I guess the moral of the story is if you’re in a hotel and want to go swimming better check I’m not there first.

 Your indoors are a stark opposition to the rest of your gallery. There is calmess and loneliness, unmade beds and you snoozing or waking up. What do they symbolize? How do you depict the passage of time?

Again I think it’s something to do with being stuck between belonging and not, between comfort and anxiety. Hotel rooms echo that state. They’re this fantastic blank canvas that you enter – this room is yours, and presumably you can be totally yourself in it. Yet it’s not your room, and there’s the residue of thousands of other people feeling exactly the same thing when they open the door and see that freshly made bed. This sense of constant ghostly transience. There and not there. It’s comforting and terrifying all at once.
I think we’re seeing a pattern here, I’m either comfortably terrified or terrifyingly comfortable…

 I love your portraits. Especially the headshot ones, they are all very expressive and they have a feel of movie casting. It is like there is a psychological battleground going on.How do you approach the human element in photography?

Again I think it might be the same way I look at everything – a mix of joy and angst. I’m probably looking around for that in other faces. Sometimes when you hit the right note with a face there’s something otherworldly, this look that speaks to the idea that we’ve nearly got our hands around something but it’s just out of reach. When you hit it right I think you get a little glimpse of the mystery, and I’m not keen on locking mystery down because I think it should stay mysterious. I think that’s ultimately what makes my mouth drop open in wonder all the time, whether it’s seeing a face or a place – that fabulous mystery we’re all in that we don’t have a hope in hell of getting a firm grasp of. And neither should we.

 I have read your bio and you are a jack of all trades. Writer, board games developer and a wooden saxophone inventor! How did you start photography and what part does it fulfill?

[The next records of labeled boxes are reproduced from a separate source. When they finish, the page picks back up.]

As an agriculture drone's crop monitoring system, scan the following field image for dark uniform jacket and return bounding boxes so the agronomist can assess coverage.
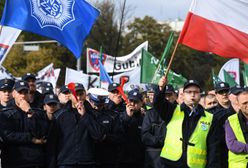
[154,87,220,168]
[119,111,145,168]
[48,101,104,166]
[0,106,48,168]
[141,109,166,168]
[208,104,235,168]
[93,109,124,168]
[106,99,126,113]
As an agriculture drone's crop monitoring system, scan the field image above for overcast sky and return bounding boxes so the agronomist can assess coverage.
[89,0,191,21]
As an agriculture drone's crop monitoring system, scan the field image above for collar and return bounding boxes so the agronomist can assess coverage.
[180,103,206,117]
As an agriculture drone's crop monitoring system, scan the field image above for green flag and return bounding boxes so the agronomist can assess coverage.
[152,32,174,83]
[140,49,187,87]
[242,64,248,86]
[212,69,222,87]
[167,70,187,88]
[223,70,237,87]
[140,49,159,83]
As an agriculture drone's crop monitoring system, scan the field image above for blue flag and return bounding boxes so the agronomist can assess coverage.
[99,60,113,84]
[1,0,100,58]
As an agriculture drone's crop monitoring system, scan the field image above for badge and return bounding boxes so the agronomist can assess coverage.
[201,123,208,131]
[29,0,75,31]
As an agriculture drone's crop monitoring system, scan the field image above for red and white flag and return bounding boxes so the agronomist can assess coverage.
[179,0,248,63]
[0,26,21,65]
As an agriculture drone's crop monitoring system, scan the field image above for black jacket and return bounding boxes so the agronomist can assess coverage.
[0,106,48,168]
[106,99,126,113]
[93,109,124,167]
[48,101,104,166]
[154,87,220,168]
[119,111,145,168]
[141,109,166,168]
[208,104,235,168]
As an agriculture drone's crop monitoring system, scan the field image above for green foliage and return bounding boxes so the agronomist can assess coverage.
[0,0,227,89]
[124,16,171,57]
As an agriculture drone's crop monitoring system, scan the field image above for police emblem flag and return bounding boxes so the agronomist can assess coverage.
[0,26,21,65]
[1,0,100,58]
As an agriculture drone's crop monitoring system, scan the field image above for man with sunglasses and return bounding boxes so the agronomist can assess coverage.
[208,82,235,168]
[88,88,123,168]
[165,84,177,104]
[48,83,104,168]
[1,80,48,168]
[154,76,219,168]
[0,79,15,111]
[106,83,126,113]
[22,73,43,108]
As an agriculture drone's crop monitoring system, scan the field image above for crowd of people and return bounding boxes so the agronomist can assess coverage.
[0,73,248,168]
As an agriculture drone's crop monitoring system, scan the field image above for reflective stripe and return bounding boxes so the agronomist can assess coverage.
[228,114,248,168]
[160,105,213,168]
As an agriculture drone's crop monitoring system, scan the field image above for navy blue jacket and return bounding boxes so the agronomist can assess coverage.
[0,106,48,168]
[48,101,104,166]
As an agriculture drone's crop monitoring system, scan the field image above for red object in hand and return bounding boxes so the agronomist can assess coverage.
[117,76,128,104]
[68,82,78,102]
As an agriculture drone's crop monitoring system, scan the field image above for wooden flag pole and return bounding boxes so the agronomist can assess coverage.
[0,25,3,35]
[164,40,179,79]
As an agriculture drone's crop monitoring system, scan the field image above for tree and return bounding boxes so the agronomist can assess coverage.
[124,16,171,57]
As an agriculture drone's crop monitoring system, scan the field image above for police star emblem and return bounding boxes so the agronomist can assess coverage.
[29,0,75,31]
[201,123,208,131]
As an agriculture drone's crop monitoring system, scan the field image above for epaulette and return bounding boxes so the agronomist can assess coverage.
[31,107,45,112]
[0,107,15,112]
[53,109,67,120]
[1,107,17,117]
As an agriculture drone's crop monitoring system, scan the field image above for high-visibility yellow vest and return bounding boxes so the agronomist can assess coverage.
[228,114,248,168]
[160,105,213,168]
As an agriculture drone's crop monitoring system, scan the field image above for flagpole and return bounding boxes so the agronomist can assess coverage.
[164,39,179,78]
[0,25,3,36]
[112,0,126,81]
[98,46,102,88]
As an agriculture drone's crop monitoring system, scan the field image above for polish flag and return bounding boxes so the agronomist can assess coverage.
[179,0,248,63]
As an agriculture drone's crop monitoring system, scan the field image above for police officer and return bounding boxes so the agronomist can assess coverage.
[164,84,177,104]
[208,82,235,168]
[154,76,219,168]
[43,94,59,168]
[22,73,43,109]
[0,79,15,111]
[58,85,70,107]
[49,83,104,168]
[119,89,145,168]
[1,81,48,168]
[225,88,248,168]
[88,88,123,168]
[228,85,243,112]
[141,100,166,168]
[106,83,126,113]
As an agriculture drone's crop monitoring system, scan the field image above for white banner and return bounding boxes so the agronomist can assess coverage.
[65,68,99,89]
[0,65,15,79]
[0,26,21,65]
[36,63,60,88]
[218,58,240,85]
[65,67,140,91]
[87,41,148,73]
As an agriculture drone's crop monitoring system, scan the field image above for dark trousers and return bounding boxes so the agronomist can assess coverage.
[58,165,95,168]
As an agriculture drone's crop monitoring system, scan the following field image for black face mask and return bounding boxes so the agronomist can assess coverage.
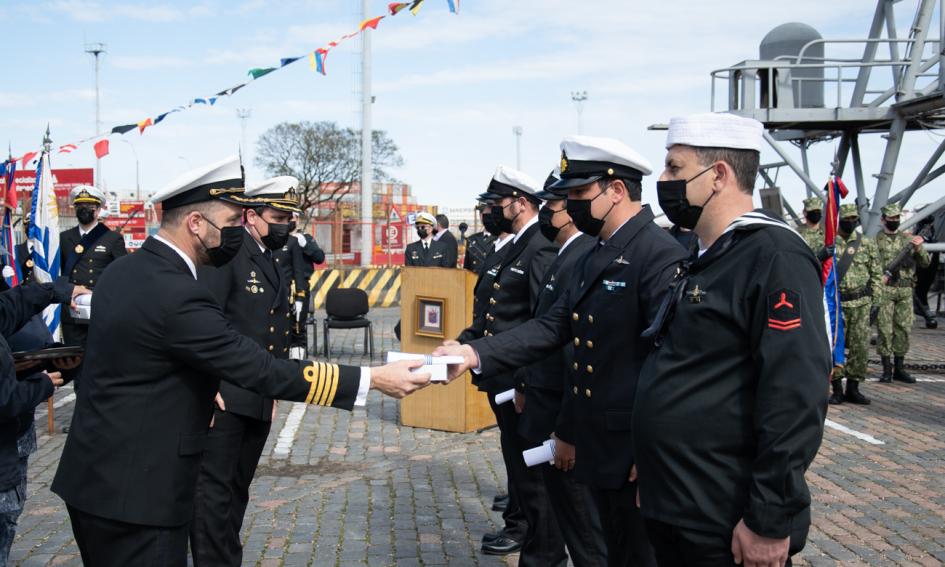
[656,164,715,230]
[490,206,512,234]
[837,219,857,236]
[567,187,616,236]
[197,217,245,268]
[538,206,570,242]
[257,215,295,250]
[75,207,95,224]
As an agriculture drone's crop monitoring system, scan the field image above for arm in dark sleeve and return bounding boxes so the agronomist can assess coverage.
[744,252,832,538]
[0,278,74,337]
[468,293,571,377]
[166,293,361,410]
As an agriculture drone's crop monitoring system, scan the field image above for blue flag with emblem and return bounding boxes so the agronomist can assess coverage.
[28,148,61,341]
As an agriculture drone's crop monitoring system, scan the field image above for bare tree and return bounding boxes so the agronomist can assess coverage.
[256,121,404,222]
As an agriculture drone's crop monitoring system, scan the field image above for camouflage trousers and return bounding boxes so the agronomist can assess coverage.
[876,287,915,356]
[834,297,870,382]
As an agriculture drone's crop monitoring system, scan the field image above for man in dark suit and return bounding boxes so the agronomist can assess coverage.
[433,214,459,268]
[190,176,306,567]
[515,173,607,567]
[59,185,128,350]
[463,203,495,274]
[52,156,429,567]
[435,136,685,566]
[404,211,456,268]
[459,166,560,565]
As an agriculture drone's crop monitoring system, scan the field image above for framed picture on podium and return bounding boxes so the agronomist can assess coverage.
[416,295,446,339]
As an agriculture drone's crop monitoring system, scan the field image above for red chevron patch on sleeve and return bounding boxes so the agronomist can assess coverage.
[768,288,801,331]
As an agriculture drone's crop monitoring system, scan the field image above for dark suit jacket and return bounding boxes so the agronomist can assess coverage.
[470,207,685,489]
[516,234,597,444]
[197,232,293,421]
[404,240,456,268]
[52,238,360,527]
[437,228,459,268]
[463,223,558,394]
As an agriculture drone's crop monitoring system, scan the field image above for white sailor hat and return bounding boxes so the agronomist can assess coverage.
[69,185,105,206]
[414,211,436,226]
[233,175,301,213]
[666,112,765,152]
[151,156,245,211]
[552,136,653,192]
[486,165,541,203]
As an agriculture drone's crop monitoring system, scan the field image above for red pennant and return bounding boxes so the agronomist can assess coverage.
[93,138,108,159]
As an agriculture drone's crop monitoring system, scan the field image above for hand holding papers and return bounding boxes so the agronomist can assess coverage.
[387,352,463,382]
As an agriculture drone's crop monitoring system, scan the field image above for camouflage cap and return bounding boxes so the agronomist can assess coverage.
[882,203,902,217]
[840,203,860,219]
[804,197,824,213]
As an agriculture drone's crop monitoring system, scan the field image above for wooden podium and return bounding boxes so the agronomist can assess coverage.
[400,267,495,433]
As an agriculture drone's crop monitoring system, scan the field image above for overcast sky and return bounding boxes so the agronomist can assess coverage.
[0,0,942,213]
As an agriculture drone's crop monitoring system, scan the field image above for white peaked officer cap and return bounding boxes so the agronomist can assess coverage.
[151,155,245,211]
[414,211,436,226]
[486,165,541,203]
[234,175,301,213]
[69,185,105,205]
[551,136,653,192]
[666,112,765,152]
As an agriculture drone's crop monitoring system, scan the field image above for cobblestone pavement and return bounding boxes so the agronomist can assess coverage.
[11,309,945,567]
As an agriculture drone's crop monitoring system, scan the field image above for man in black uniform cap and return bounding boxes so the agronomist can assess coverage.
[59,185,128,348]
[52,156,429,567]
[459,166,560,565]
[633,114,832,567]
[435,136,685,566]
[190,176,308,567]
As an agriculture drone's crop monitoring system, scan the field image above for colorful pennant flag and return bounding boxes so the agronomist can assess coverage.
[92,138,108,159]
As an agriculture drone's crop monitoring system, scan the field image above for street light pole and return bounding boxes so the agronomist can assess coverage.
[512,126,522,171]
[85,43,105,187]
[571,91,587,134]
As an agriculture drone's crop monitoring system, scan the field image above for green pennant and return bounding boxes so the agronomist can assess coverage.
[249,67,276,79]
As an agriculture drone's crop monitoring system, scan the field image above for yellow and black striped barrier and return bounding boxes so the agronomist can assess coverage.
[309,267,400,309]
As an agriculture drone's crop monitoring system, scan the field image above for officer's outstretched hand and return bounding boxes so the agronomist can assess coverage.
[433,341,479,381]
[371,359,430,399]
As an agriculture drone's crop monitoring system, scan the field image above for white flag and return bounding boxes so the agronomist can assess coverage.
[29,152,62,341]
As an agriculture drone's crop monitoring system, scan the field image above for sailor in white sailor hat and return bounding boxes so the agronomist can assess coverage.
[632,114,828,565]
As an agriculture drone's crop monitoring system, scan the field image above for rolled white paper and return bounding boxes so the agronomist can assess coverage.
[522,439,555,467]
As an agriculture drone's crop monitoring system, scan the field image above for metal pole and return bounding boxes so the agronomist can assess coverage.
[512,126,522,171]
[361,0,374,266]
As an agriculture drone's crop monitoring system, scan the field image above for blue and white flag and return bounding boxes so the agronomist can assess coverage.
[28,152,62,341]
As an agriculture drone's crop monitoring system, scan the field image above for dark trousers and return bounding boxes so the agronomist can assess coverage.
[66,505,189,567]
[540,465,607,567]
[487,394,528,541]
[646,520,806,567]
[190,408,272,567]
[593,482,662,567]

It started as therapy to be honest. I picked up a camera and joined Instagram simultaneously. Screenwriting and producing is such a long, arduous process, you can never tell if there’s ever going to be a result, it takes years and years to even get to the stage where something is real, by which time it’s kind of dead to you because you’ve worked it into the ground. It’s tough, because you create things in order to share them, and with film the act of sharing takes forever, and you’re exhausted and over it by the time you actually share it. And so I picked up this camera, just shot what I was feeling and posted it.
It’s immediate. There’s a tangible creative result to the thought/emotional process you just had. There’s this instant reaction and feedback. This instant communication. And that’s such a contrast to what I do with movies. And then the more pictures I took the more I felt a responsibility to look more carefully, clearly and deeply, because hey, you’re communicating with people, and you owe them.
So it’s ended up being this wonderful process that feeds back into the other things I do – taking more care, feeling the world more deeply, and posting visual dispatches.